Cortinarius fuscobovinaster

Scientific classification
- Kingdom: Fungi
- Division: Basidiomycota
- Class: Agaricomycetes
- Order: Agaricales
- Family: Cortinariaceae
- Genus: Cortinarius
- Species: C. fuscobovinaster
- Binomial name: Cortinarius fuscobovinaster Kytöv., Liimat., Niskanen & H.Lindstr. (2013)

= Cortinarius fuscobovinaster =

- Authority: Kytöv., Liimat., Niskanen & H.Lindstr. (2013)

Species of fungus

Cortinarius fuscobovinaster is an agaric fungus in the family Cortinariaceae, formally described in 2013 based on specimens collected from limestone woodland near Steinkjer, Norway. The species features a greyish-brown cap measuring 2.5–7 centimetres across, moderately spaced gills that transition from pale brown to dark reddish-brown, and a whitish stipe that quickly browns with age. It fruits in early September in coniferous forests on lime-rich soils throughout central and northern Europe's hemiboreal and southern boreal zones, primarily in well-preserved natural forest reserves.

==Taxonomy==

Cortinarius fuscobovinaster was formally described in 2013 by Ilkka Kytövuori, Tuula Niskanen, and Kare Liimatainen following combined morphological study and DNA sequencing (ITS and rpb2 regions). The epithet fuscobovinaster — from Latin fuscus' and bovinus ("of C. bovinus") — alludes to both its darker specimens when dried and found in herbaria (dried specimens in Latin: specimina exsiccata) and its close resemblance to Cortinarius bovinidus. The holotype was collected on 5 September 2009 by Kytövuori in a karst (limestone) woodland near Steinkjer, Nord-Trøndelag, Norway. The type collection (Kytövuori 09‑537) was deposited in the herbarium of the University of Helsinki.

==Description==

The cap (pileus) of C. fuscobovinaster measures 2.5–7 cm across. Initially hemispherical with an inrolled margin, it soon flattens to a low convex or nearly level shape, occasionally bearing a small central bump (umbo). Its surface is covered in fine, innate fibres (fibrillose) and appears greyish‑brown when fresh; as it dries (hygrophanous), streaks of paler, yellowish‑brown appear. The gills are moderately spaced and notch‑attached (emarginate) to the stipe, transitioning from pale brown to dark reddish‑brown, and sometimes darkening further when handled.

The stipe stands 3–13 cm tall and 0.7–1.3 cm thick at the apex (expanding to 1.5–3.0 cm at the base). It is roughly cylindrical to club‑shaped and initially clothed in whitish fibrils that soon brown. Remnants of the universal veil form a woolly band around the mid‑stipe. The fleshis uniform pale greyish‑brown, darkening to near‑black at the stipe base in mature specimens, and gives off no distinctive odour.

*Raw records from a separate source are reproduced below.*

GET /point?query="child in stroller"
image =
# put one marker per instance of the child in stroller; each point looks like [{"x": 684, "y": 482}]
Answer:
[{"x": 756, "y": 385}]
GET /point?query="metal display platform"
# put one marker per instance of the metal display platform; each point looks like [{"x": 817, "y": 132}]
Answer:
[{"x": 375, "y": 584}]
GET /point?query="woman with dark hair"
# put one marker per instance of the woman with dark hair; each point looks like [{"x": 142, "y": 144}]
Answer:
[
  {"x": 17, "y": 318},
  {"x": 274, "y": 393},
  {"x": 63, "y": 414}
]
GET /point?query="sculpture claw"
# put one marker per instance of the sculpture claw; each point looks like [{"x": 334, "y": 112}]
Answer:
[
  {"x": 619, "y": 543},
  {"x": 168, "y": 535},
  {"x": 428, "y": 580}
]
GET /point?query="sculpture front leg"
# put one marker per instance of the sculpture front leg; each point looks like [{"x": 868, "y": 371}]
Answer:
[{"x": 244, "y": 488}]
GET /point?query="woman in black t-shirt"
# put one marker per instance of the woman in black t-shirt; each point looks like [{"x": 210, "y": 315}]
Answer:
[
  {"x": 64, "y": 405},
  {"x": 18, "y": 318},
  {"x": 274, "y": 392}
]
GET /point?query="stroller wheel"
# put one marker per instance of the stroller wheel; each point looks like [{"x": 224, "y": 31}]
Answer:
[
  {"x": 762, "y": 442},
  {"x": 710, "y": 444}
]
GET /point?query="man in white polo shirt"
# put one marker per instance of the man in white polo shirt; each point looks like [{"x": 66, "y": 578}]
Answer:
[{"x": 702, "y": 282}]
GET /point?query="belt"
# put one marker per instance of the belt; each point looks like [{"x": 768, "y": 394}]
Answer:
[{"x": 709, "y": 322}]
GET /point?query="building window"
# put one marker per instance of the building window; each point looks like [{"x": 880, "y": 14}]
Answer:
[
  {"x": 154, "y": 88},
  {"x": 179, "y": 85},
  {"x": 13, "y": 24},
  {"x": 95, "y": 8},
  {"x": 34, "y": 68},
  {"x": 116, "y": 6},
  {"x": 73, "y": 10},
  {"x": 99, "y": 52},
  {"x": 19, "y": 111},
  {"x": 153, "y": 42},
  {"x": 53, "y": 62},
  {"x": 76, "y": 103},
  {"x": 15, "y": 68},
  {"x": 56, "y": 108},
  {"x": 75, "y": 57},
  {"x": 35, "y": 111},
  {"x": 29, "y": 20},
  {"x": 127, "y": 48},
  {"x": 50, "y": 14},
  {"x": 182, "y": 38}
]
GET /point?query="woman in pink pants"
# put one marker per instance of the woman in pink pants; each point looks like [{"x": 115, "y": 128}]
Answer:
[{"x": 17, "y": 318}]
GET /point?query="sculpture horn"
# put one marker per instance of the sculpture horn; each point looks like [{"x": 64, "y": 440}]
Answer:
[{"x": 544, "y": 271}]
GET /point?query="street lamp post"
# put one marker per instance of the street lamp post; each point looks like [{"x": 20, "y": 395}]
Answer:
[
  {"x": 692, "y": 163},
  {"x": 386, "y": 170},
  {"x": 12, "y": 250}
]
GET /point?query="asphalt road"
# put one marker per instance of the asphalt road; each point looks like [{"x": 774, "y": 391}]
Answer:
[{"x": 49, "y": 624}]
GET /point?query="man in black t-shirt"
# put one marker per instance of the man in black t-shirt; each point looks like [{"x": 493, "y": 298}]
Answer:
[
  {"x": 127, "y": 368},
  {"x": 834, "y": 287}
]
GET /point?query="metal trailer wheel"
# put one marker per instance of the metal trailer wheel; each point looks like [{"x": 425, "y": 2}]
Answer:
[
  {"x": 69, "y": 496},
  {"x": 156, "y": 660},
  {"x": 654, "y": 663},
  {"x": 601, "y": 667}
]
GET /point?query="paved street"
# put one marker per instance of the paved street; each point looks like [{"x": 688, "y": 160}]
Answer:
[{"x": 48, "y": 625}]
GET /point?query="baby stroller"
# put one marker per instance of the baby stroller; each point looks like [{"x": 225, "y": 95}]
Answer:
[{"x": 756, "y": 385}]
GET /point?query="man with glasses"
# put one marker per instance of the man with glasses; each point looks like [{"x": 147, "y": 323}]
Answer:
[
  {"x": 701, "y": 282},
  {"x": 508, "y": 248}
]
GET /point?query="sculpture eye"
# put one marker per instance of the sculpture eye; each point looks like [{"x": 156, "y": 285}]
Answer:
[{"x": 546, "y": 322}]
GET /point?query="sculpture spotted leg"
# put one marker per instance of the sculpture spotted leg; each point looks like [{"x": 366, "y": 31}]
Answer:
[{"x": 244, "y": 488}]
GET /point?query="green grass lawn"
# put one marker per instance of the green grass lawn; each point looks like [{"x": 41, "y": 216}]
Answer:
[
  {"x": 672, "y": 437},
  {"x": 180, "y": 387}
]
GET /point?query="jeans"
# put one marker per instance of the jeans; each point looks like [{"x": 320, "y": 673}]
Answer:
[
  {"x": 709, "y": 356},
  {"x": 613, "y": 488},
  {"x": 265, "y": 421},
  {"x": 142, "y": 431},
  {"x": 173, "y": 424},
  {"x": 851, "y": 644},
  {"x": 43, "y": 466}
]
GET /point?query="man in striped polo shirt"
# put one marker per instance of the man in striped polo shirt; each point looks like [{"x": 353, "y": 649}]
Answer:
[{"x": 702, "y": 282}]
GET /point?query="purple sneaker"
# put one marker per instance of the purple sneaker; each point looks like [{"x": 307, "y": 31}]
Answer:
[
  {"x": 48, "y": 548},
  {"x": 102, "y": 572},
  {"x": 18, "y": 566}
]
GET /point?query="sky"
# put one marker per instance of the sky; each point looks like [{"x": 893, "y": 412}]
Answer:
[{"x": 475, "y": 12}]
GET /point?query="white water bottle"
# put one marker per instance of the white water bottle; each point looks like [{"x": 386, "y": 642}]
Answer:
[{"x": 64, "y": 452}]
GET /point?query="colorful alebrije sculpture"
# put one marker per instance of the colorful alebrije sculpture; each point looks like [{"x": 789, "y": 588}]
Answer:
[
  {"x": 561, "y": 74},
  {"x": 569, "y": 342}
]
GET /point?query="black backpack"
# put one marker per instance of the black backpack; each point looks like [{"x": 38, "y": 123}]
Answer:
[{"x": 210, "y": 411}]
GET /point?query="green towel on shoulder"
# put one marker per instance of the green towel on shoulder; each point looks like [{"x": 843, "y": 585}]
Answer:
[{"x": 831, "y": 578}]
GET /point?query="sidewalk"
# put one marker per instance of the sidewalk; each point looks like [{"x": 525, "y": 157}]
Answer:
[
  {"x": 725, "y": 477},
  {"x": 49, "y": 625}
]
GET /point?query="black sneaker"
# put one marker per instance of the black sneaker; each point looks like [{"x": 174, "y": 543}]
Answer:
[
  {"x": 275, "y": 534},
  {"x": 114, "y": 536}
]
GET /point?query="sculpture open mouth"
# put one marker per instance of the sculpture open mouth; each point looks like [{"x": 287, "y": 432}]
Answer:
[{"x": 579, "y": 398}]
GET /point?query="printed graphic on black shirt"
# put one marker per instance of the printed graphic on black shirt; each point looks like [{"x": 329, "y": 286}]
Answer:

Microscopically, spores measure 8.8–10.7 by 5.4–6.3 μm (average 9.4–10.1 by 5.8–6.2 μm). They are narrowly ellipsoid to tear‑shaped (lacrymoid), with a small suprahilar depression (where the spore attaches to the basidium), and bear a dense covering of fine to moderate warts (verrucose ornamentation). In Melzer's reagent these spores stain reddish‑brown (a dextrinoid reaction), a diagnostic chemical response. The central gill tissue (trama) consists of smooth, olive‑tinted hyphae, while the gill edge carries mostly globose to sphaeropedunculate (short‑stalked) cells. The cap cuticle (pileipellis) is a thin layer of pale brownish hyphae, largely smooth but sometimes showing fine, zebra‑striped pigment encrustations; a distinct layer of almost colourless cells (hypoderm) lies beneath. Clamp connections (hook‑like bridges between adjacent hyphal cells) are present throughout the mushroom's tissues.

==Habitat and distribution==

Cortinarius fuscobovinaster fruits in early September in mesic to dryish coniferous forests on calcareous (lime‑rich) soils. It has been found in mature spruce‑dominated stands, mixed pine–spruce woodlands, and even on exposed limestone ridges. All known records lie within the hemiboreal and southern borealzones of central and northern Europe, where the species remains rare and mostly confined to well‑preserved natural forest reserves.